Getting In and Out of Bed Safely
The moment you’re most likely to re-aggravate the QL is when you sit up in bed. A standard crunch-style sit-up forces the muscle to fire hard, often triggering a sharp spasm. The log roll technique avoids this entirely:
- Bend your knees while still lying down.
- Scoot your body toward the edge of the bed.
- Roll your entire body as one unit onto your side, keeping your spine straight.
- Lower your legs off the edge while pushing up with your arms simultaneously.
- Place your feet on the floor and stand by pressing off the mattress edge.
Reverse the process to get back in. This keeps your trunk from bending or twisting, which is what the QL controls and what causes pain when it’s irritated. It feels awkward at first, but most people notice an immediate difference in their pain levels.

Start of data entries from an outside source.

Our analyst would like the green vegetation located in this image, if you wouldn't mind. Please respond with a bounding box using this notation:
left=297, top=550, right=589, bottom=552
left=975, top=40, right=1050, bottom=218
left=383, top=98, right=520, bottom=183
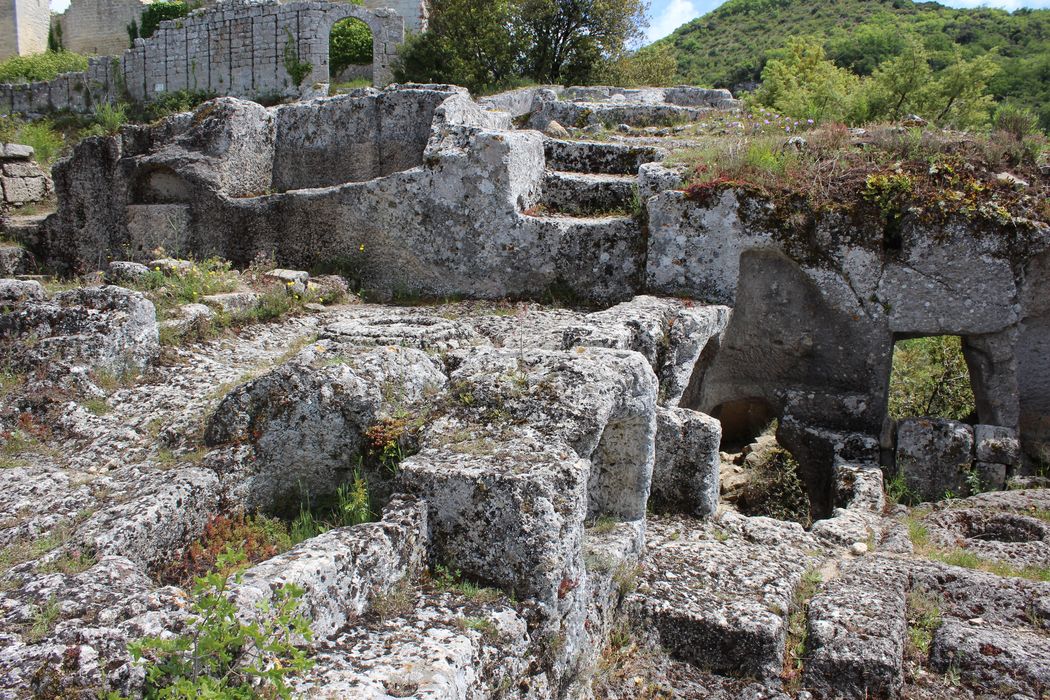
left=395, top=0, right=646, bottom=91
left=889, top=336, right=974, bottom=421
left=128, top=548, right=312, bottom=699
left=161, top=513, right=293, bottom=587
left=737, top=448, right=812, bottom=527
left=904, top=511, right=1050, bottom=581
left=290, top=469, right=375, bottom=545
left=0, top=51, right=87, bottom=83
left=657, top=0, right=1050, bottom=129
left=429, top=564, right=504, bottom=604
left=329, top=11, right=372, bottom=79
left=671, top=112, right=1050, bottom=232
left=138, top=0, right=192, bottom=40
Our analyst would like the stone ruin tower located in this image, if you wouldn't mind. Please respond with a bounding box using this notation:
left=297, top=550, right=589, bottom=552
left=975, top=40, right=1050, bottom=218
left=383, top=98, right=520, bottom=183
left=0, top=0, right=51, bottom=60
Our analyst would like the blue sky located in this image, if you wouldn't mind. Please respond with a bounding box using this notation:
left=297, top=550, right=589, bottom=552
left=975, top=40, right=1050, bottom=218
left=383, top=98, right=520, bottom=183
left=649, top=0, right=1050, bottom=41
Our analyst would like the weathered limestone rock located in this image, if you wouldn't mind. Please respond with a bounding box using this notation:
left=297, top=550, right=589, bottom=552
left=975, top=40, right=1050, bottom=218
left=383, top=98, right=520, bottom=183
left=0, top=144, right=55, bottom=207
left=399, top=423, right=589, bottom=606
left=973, top=425, right=1021, bottom=466
left=0, top=246, right=30, bottom=277
left=649, top=408, right=721, bottom=517
left=292, top=592, right=537, bottom=700
left=562, top=296, right=730, bottom=406
left=205, top=341, right=445, bottom=512
left=803, top=557, right=907, bottom=698
left=201, top=292, right=259, bottom=314
left=0, top=279, right=47, bottom=305
left=897, top=418, right=973, bottom=501
left=0, top=287, right=160, bottom=375
left=233, top=500, right=427, bottom=639
left=76, top=469, right=222, bottom=569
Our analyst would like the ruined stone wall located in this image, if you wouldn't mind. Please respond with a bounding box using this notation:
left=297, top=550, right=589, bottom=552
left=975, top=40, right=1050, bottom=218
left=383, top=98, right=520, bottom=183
left=0, top=1, right=404, bottom=114
left=55, top=0, right=149, bottom=56
left=0, top=0, right=51, bottom=60
left=0, top=56, right=124, bottom=114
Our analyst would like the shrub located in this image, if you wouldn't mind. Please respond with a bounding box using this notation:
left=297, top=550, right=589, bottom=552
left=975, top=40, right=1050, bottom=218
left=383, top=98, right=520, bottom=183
left=128, top=549, right=312, bottom=699
left=0, top=51, right=87, bottom=83
left=139, top=0, right=190, bottom=39
left=889, top=336, right=975, bottom=421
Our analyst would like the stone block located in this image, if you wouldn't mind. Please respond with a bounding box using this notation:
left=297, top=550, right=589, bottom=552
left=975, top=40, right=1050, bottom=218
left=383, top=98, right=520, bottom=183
left=400, top=424, right=590, bottom=606
left=973, top=425, right=1021, bottom=466
left=649, top=408, right=721, bottom=517
left=897, top=418, right=973, bottom=501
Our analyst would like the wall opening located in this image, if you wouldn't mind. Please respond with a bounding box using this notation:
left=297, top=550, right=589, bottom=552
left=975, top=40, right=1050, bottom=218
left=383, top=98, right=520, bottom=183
left=887, top=336, right=978, bottom=424
left=711, top=398, right=777, bottom=451
left=329, top=17, right=374, bottom=90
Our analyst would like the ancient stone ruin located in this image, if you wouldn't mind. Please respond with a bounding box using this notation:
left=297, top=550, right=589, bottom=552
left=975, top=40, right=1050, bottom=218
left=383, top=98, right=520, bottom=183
left=0, top=83, right=1050, bottom=699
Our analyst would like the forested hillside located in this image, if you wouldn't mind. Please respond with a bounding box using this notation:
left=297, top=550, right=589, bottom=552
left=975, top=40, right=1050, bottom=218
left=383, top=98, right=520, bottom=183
left=658, top=0, right=1050, bottom=128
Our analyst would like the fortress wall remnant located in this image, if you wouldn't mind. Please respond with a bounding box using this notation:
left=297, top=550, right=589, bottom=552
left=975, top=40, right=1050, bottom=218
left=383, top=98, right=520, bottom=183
left=0, top=0, right=51, bottom=60
left=55, top=0, right=149, bottom=56
left=0, top=1, right=404, bottom=114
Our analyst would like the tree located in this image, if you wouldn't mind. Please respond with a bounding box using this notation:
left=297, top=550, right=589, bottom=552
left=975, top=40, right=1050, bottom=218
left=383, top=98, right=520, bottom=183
left=517, top=0, right=649, bottom=83
left=394, top=0, right=520, bottom=91
left=757, top=38, right=866, bottom=122
left=930, top=50, right=999, bottom=129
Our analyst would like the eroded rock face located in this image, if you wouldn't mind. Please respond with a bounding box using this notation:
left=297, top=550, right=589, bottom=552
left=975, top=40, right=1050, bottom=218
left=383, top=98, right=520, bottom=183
left=897, top=419, right=973, bottom=501
left=205, top=341, right=446, bottom=512
left=0, top=283, right=160, bottom=375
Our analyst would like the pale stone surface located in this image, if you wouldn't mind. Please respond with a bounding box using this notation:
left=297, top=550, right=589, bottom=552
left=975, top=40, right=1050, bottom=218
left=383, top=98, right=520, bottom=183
left=803, top=557, right=907, bottom=698
left=0, top=287, right=160, bottom=375
left=897, top=418, right=973, bottom=501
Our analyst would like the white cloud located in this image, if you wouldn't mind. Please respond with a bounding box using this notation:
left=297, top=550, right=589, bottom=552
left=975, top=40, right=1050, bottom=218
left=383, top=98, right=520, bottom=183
left=649, top=0, right=700, bottom=41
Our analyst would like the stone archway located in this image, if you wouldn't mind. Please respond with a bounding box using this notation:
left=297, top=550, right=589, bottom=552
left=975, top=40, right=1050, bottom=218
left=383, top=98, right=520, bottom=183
left=318, top=3, right=404, bottom=87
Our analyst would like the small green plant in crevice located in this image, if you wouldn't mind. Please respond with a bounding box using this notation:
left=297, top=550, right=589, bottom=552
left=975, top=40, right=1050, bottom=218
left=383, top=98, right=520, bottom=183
left=903, top=512, right=1050, bottom=581
left=429, top=564, right=505, bottom=604
left=289, top=469, right=375, bottom=545
left=905, top=587, right=942, bottom=663
left=128, top=548, right=312, bottom=699
left=369, top=578, right=416, bottom=620
left=780, top=569, right=824, bottom=691
left=587, top=515, right=620, bottom=535
left=886, top=470, right=922, bottom=506
left=457, top=617, right=500, bottom=644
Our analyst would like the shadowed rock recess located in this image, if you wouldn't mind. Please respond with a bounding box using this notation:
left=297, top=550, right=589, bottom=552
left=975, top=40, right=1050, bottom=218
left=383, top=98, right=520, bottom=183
left=0, top=82, right=1050, bottom=700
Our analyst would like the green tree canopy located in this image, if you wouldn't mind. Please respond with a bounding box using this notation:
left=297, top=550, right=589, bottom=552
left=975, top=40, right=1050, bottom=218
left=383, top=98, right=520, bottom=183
left=329, top=18, right=372, bottom=76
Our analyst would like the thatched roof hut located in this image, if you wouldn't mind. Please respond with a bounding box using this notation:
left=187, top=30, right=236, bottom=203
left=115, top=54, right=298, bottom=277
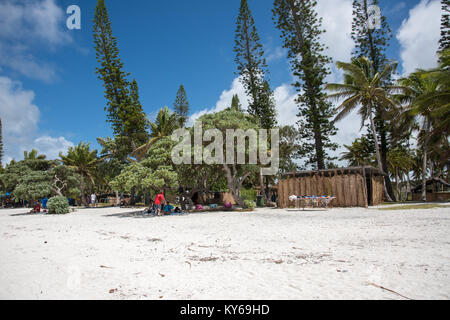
left=278, top=167, right=384, bottom=208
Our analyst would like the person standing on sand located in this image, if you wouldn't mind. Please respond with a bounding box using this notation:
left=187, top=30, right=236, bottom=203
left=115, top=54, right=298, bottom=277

When It Might Not Be the QL
The QL sits in the same neighborhood as your kidneys, and the two can produce similar-feeling pain. There are reliable ways to tell them apart. QL pain is muscular: it worsens with specific movements like bending sideways or twisting, it may feel stiff in the morning and loosen as you move, and it’s usually centered over the spine or just beside it in the lower back. Kidney pain tends to sit higher, under your rib cage on one or both sides, and feels deeper. It often radiates to the groin or abdomen and can come in waves. A constant dull ache in your flank that doesn’t change with movement, especially if accompanied by fever, nausea, or changes in urination, points toward the kidneys rather than the muscle.
Hip pain can also masquerade as QL trouble, but it generally sits lower on the back and is felt more in the buttock or outer hip. If your pain doesn’t respond to positional changes and stretching within a couple of weeks, or if it’s getting progressively worse, it’s worth getting a proper evaluation to rule out something beyond a muscular issue.